Apple has introduced MGIE, an innovative open-source AI model that is set to revolutionize the way we approach image editing. MGIE, which stands for MLLM-Guided Image Editing, leverages the power of multimodal large language models (MLLMs) to interpret and execute natural language instructions for image manipulation.
Developed through a collaboration between Apple and researchers from the University of California, Santa Barbara, MGIE was unveiled in a paper presented at the International Conference on Learning Representations (ICLR) 2024. The paper highlights MGIE’s ability to significantly improve both automatic metrics and human evaluations of edited images, all while maintaining competitive inference efficiency.
As VentureBeat reports, MGIE is versatile, and capable of handling a wide range of editing tasks from simple colour adjustments to complex object manipulations. It excels at Photoshop-style modifications, including cropping, resizing, rotating, and applying filters, as well as more advanced edits like changing backgrounds, adding or removing objects, and blending images. Additionally, MGIE can optimize the overall quality of photos by adjusting brightness, contrast, sharpness, and color balance, and can even apply artistic effects to transform photos into sketches or paintings.
Local editing is another area where MGIE shines, allowing for precise modifications to specific regions or objects within an image. This includes altering attributes like shape, size, color, texture, and style, further enhancing the model’s utility in creating tailored and expressive imagery.
As we already mentioned, MGIE’s innovative approach to image editing is based on the use of MLLMs, which are adept at processing both text and images. These models enable MGIE to understand editing instructions in natural language and translate them into specific, pixel-level changes.
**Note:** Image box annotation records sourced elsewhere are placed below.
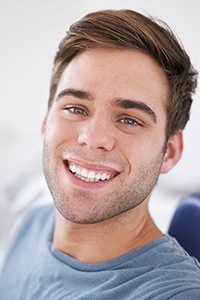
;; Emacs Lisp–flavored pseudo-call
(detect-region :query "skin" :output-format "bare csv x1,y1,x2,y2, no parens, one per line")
43,49,183,263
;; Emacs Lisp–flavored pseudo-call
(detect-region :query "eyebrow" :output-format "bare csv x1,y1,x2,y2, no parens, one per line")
115,99,157,123
56,88,94,101
56,88,157,123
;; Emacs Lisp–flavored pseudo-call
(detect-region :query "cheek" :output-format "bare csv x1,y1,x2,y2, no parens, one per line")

The model operates in two main stages. Initially, it uses MLLMs to generate expressive and clear instructions from user input, providing a detailed guide for the editing process. Subsequently, MGIE employs these models to create a visual imagination of the desired outcome, which then informs the pixel-level manipulation of the image. This process is facilitated by a novel end-to-end training scheme that optimizes instruction derivation, visual imagination, and the editing modules simultaneously.
MGIE is available as an open-source project on GitHub, providing access to the code, data, and pre-trained models. A demo notebook and an online web demo hosted on Hugging Face Spaces are also available, showcasing MGIE’s capabilities and ease of use.